Is there a method or tool(s) to prove network outages?

William Waites wwaites at tardis.ed.ac.uk
Sun Dec 1 22:02:45 UTC 2013


On Sun, 1 Dec 2013 20:25:36 +0000, Sina Owolabi <notify.sina at gmail.com> said:

    > Its cyclical, but I have not tried to graph/measure its
    > repetition before now...  Body of tidal water..could be

This is speculation until you have measurements, but if this is the
case I'd wager you are having reflected signal interference off of the
water. The water acts like a mirror and as it moves up and down the
reflected signal will move in and out of phase with the main
signal. At certain points you'll get near complete cancellation and
the link will fail.

See section 4 here for some explanations, fig 5 and 6 for what you
could expect the graphs of signal strength, time, link capactity to
look like:

    http://homepages.inf.ed.ac.uk/mmarina/papers/mobicom_winsdr08.pdf

But not having access to the RF part you can't measure this
directly. If you can get tide tables for a nearby location, what you
could do is say that signal strength is 1 if the link is working and 0
if it is not. Measure for a while then scatterplot that against the
level of the tide. If the measurements of 0 group tightly together
in a few spots then you know definitely what is happening.
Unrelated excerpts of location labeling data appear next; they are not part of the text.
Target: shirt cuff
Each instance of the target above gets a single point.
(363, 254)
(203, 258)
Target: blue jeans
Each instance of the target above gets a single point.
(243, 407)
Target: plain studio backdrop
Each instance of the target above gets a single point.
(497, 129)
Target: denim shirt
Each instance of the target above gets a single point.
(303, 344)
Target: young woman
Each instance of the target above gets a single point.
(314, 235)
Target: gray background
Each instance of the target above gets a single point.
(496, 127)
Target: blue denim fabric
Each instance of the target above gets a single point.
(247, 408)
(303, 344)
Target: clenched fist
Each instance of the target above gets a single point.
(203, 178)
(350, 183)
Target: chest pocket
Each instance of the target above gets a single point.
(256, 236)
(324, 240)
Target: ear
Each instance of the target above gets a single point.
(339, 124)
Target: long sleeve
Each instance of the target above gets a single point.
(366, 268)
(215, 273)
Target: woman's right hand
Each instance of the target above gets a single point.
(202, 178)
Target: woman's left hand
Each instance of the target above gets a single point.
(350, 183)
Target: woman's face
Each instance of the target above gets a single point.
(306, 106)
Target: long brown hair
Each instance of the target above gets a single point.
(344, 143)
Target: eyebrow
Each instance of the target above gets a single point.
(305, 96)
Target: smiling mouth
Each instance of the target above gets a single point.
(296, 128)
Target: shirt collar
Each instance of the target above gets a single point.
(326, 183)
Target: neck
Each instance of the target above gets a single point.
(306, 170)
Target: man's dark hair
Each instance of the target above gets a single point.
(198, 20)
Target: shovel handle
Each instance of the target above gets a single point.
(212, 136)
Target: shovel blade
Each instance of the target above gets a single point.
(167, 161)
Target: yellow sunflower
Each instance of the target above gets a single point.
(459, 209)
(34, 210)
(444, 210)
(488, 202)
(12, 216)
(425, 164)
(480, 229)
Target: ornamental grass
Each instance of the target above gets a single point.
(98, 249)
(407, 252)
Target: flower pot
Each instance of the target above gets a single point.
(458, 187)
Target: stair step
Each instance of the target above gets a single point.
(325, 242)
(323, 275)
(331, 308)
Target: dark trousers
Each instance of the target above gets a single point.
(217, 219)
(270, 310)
Perhaps
that plot together with a pointer to a nice academic paper would be
enough to convince the provider of what is happening.

What could you do about this?

If you are lucky and the interference does not complete a full cycle
from destructive to constructive and back with the largest amplitude
of the tides that you experience in that place, you could try moving
the antenna up or down. How much depends on the frequency and
distances involved but I'd try 25cm increments up to a couple of
meters if you can. You'll still get degradation but can hopefully
avoid the deep nulls that take the link out completely.

If you are able and willing to replace the end-site radios or antennas
with your own, and the link uses some sort of 2xN MIMO, you could
arrange vertical spacing between the antennas so that you have a good
signal at one antenna when the other one is experiencing a null. This
should get you on average half the best-case throughput the equipment
is capable of but it should get you that consistently. The actual
spacing depends on the distances and heights involved.